A new year has dawned but there’s nothing bright about it. With trains stopping, schools closing and Covid cases rising, there’s no shortage of serious news to preoccupy us. Still, we’re all talking about Harry.
The big surprise is that there’s anything left to say but the publicity-hating Duke and his Duchess have a PR machine as sleek as their private jet. Just as the last piece of pathos was wrung from their story by Netflix, along comes the print version.
Harry certainly didn’t tone it down, as many thought he might, in the wake of his grandmother’s death. His book, Spare, is emotional carnage where his family are concerned but somehow one cannot look away.
It’s all there: fraternal fisticuffs, broken dog bowls, baggy bridesmaid dresses and not-so-wicked stepmothers. My life is not enhanced by knowing that Kate disapproved when Meghan asked to borrow her lip gloss (it is a bit icky, ladies, as we all know), or that he lost his virginity in a field behind a pub (icky squared). Spare certainly spares no one’s blushes but is compelling all the same. Millions have already devoured every morsel after copies leaked in Spain before the official publication.
Harry’s tell-all is fascinating for very mundane reasons – but it is also unwittingly radical. It’s a tale many families can relate to. Sibling rivalry is hardly uncommon, even where parents are scrupulous to avoid favouritism.
One radio programme last week even wheeled out an expert who said it was in our genes, because animal siblings compete for resources. At least two baby hyenas in every litter are killed by their brother or sister, apparently.
William and Harry – or Harold and Willy as they like to call each other – are not hyenas and they certainly do not need to scrabble or scrap for resources. Many will recognise the brotherly conflicts from their own lives but know that in most families, offspring put away such childish things. These guys were pushing 40 at the time of the dog bowl incident, when the heir allegedly pushed the spare into the canine receptacle.
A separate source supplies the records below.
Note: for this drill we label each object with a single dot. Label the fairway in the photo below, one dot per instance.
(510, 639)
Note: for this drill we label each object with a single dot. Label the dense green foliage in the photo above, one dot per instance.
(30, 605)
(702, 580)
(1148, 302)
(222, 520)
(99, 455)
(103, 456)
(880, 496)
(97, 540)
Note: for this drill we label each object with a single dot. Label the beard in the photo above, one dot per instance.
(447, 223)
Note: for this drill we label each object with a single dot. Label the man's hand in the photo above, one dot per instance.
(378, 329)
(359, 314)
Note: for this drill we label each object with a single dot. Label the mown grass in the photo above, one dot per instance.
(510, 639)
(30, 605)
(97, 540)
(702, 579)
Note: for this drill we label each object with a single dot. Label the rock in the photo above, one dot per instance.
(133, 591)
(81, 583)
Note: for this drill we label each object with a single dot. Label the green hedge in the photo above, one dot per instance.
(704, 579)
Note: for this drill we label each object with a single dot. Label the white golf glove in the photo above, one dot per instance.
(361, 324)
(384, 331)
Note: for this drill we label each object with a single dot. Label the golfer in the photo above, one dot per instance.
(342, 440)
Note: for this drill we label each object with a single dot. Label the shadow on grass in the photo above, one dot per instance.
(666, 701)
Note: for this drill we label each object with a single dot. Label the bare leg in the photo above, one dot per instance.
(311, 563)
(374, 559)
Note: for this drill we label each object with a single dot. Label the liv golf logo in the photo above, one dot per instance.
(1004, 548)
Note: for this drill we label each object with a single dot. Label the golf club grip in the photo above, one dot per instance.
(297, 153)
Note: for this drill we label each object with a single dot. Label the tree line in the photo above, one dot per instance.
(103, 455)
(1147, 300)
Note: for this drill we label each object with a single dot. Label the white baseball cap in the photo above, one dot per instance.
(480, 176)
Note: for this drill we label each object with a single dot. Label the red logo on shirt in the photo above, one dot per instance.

Their damaging upbringing has clearly left scars. Not only did they lose their mother early – the most dreadful Adverse Childhood Experience – but they were raised in a family incapable of healing them, a family which paraded them before the world’s cameras in the wake of her devastating death.
The book exposes the absurdity and unfairness of the monarchy as an institution. The hereditary principle at the heart of the royal family dictates that one sibling really is better than the other and will get a far larger share of the resources. Even his loving mum once described Harry as a “back-up”. We now know that Charles joked about it on the day of his birth. In kicking back against being the spare, Harry destabilises not just the heir but the foundations on which the House of Windsor is built.
Yet in his bid to command the narrative, he undermines himself. Bragging about the men he killed – even those fighting for a hateful organisation like the Taliban – compromises the safety of Harry and perhaps even Meghan and the children.
History tells us life in the royal goldfish bowl can lead to reckless behaviour. When Diana, Her True Story, was published in 1992, the then chairman of the Press Complaints Commission accused the media of “dabbling their fingers in the stuff of other people’s souls”.
As it turned out, the journalist Andrew Morton was merely Diana’s ghost writer. She had invited the world to dabble.
Harry has learned from Diana how to command attention yet has failed to heed the risks. She opened her soul in her fight against the palace machine but, in doing so, unleashed a beast and lost control. We know what happened next. As her brother said at her funeral, she was hunted to death.